OpenCV Spatial AI Competition Progress Journal — Part II

Mounting OAK-D on TB3 + Streaming depth maps over ROS + Sensor message synchronization + Map creation using only odometry poses

Seung Won Lee
The Inverse Project

--

Introduction

This is Part II of our progress journal for the OpenCV Spatial AI Competition sponsored by Intel. If you missed our previous post, please check out Part I. In this post, we first show how we mounted the OAK-D sensor to our robot platform, then we explain how we publish OAK-D’s depth maps as ROS messages, and finally, we create a small indoor map using odometry information as true poses and use it as our benchmark.

Additionally, we are happy to announce that our project’s repository is accessible publicly on GitHub. Please feel free to explore our implementations and leave us feedback and issues if you are using in your own robotics platform!

Mounting OAK-D on TurtleBot 3 (TB3)

We placed the OAK-D module on top of the TB3 with an aid of a GoPro camera mount. The mount also prevents the module from swerving around, and this is important to obtain a consistent camera’s extrinsic parameters. Additionally, to simplify the extrinsics calibration process, we mounted the OAK-D such that its location aligns with the X-Y coordinates of thebase_footprint frame of the TB3.

Figure 1: OAK-D mounted on our robotics platform.

Streaming depth maps over ROS

Figure 2: Flowchart of depth map streaming.

DepthAI wrapper class for streaming depth maps from OAK-D

Given that our ROS version (ROS Melodic) does not natively support Python 3, we decided to use DepthAI API (depthai-core) written in C++. Data queried from the OAK-D using this API come in as binary streams that need to be re-interpreted into types you expect. In our case, we interpret the binary streams as a single channelcv::Mat. To achieve this, we wrote a wrapper class called DepthAI which inherits the Device class from depthai-core.

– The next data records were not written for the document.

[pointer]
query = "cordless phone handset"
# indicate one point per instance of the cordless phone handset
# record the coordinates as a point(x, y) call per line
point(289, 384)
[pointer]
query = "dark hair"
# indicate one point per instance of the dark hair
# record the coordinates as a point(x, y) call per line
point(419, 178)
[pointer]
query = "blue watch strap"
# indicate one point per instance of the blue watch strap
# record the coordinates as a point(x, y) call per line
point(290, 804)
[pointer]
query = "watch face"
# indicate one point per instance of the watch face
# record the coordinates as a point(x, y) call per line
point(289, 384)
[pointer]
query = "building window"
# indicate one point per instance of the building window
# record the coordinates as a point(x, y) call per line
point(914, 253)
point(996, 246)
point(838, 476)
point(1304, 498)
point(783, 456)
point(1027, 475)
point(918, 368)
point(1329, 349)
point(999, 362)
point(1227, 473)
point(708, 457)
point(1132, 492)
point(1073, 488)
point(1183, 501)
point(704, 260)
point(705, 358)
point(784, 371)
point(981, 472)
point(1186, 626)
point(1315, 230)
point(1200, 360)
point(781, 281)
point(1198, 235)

The DepthAI wrapper class takes 3 arguments.

  • Device name
  • Configuration file path
  • USB mode

With the appropriate device name and USB mode, it detects and creates an OAK-D device instance. Once the OAK-D device instance is ready, the configuration file is used to set up a pipeline and determine what types of streams must be enabled. In our wrapper class, we use std::unordered_map to place each enabled video stream accordingly by grabbing binary streams being sent by the OAK-D device. We found an issue of frame loss when multiple streams were enabled because of the asynchronous stream rate. We plan to address this issue in the future.

ROS depth map publisher

Now that our device can stream depth maps ascv::Matobjects, the next step is to publish depth maps over a ROS topic for downstream nodes to consume. We call this publisher node DepthMapPublisherNode. As you can see in Figure 2, this node creates a DepthAI instance and receives streams as cv::Matusing DepthAI::get_streams() . Once we obtain a depth map, we encapsulate it as a sensor_msgs::Image using cv_bridge with header information and an appropriate encoding. According to official OAK-D documentation, a depth map array consists of uint_16. Therefore, we encode the image with sensor_msgs::image_encoding::TYPE_16UC1.

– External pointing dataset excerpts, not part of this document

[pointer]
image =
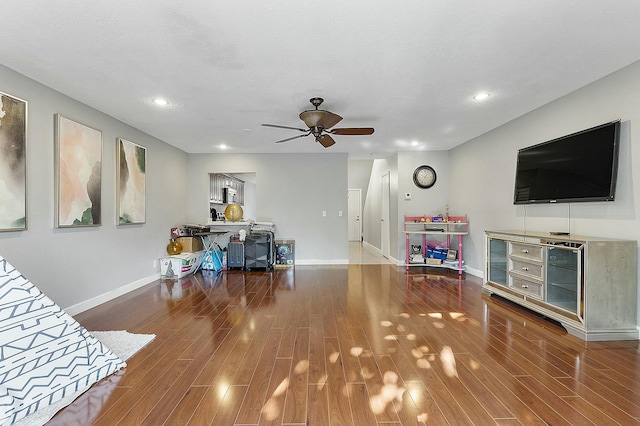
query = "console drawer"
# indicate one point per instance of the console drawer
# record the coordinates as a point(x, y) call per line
point(530, 288)
point(527, 251)
point(533, 270)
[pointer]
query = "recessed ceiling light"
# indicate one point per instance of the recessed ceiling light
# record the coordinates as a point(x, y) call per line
point(481, 96)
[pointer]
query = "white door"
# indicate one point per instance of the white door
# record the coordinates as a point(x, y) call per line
point(355, 211)
point(385, 230)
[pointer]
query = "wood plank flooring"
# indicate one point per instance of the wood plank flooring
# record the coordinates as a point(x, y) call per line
point(350, 345)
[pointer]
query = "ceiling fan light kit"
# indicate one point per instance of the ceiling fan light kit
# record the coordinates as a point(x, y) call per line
point(319, 123)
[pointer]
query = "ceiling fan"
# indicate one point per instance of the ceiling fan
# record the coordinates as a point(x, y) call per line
point(319, 124)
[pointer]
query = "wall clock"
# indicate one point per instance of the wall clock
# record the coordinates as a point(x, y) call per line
point(424, 176)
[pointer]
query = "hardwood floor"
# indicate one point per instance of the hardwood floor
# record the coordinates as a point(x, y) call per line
point(350, 345)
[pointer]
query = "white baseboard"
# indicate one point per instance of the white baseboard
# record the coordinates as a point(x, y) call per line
point(105, 297)
point(322, 262)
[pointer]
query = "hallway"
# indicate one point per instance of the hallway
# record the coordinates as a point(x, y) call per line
point(361, 254)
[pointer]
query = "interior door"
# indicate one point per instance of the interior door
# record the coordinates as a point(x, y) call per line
point(385, 230)
point(355, 212)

Note: In our project, we use the depthai-core library as a sub-module by adding it to CMake package with add_subdirectory() . However, this approach does not work straight out of the box because both depthai-core and Catkin (ROS’s compiler) are Hunter based. We had to explicitly copy the HunterGate part from the depthai-core into our repository. You can check out how they were copied into our project, here.

Throttled odometry and time-synchronized point clouds

Finding optimal poses for all timestamps considered is the critical task in any SLAM problem. As explained in our previous post, we use odometry and depth maps to obtain pose constraints. However, odometry messages are published at a much greater frequency compared to depth maps, and to be able to find an optimal pose at a given timestamp, we need pose estimations from multiple sources for that timestamp. This necessitates two main things — first, clocks on OAK-D and the Jetson Nano must be synchronized and, second, we need a way to temporally match odometry messages and point clouds created from depth maps. We solve these by first throttling the incoming odometry messages spatially, that is, we discard odometry messages that correspond to linear and radial movement less than some small thresholds. Then, we synchronize the incoming depth maps to the throttled odometry messages, giving us matched scenes at each timestamp.

Throttled odometry

We are constantly publishing odometry information from the built-in wheel encoders on TB3. We can filter out repetitive messages by imposing certain spatial thresholds. As a result, we implemented a ROS node that subscribes to raw odometry information and publishes throttled odometry when only certain conditions are met. The conditional parameters are the following.

  • Positional change from a previous pose to a current pose (distance traveled)
  • Rotational change from a previous pose to a current pose (yaw angle)

We can compare the current pose and a previous pose to calculate differences in position and rotation. When one of them exceeds pre-defined thresholds, we can finally publish the throttled odometry. In our project, we set our thresholds to be the following

  • Distance Threshold = 0.2 m
  • Yaw Angle Threshold = 0.262 rad (15 degrees)

Time synchronization

Once we start publishing throttled odometry, we will have to obtain a corresponding depth map at a given position. We can achieve this by using ROS message filters. ROS provides policy-based synchronizers so we can have multiple topics synchronized based on timestamps on ROS messages. We will use ApproximateTime synchronizer because its policy uses an adaptive algorithm. Figure 3 below shows examples of how the ApproximateTimefilter synchronizes messages temporally. After enabling the synchronizer, we can inverse project the time-synchronized depth maps into point clouds.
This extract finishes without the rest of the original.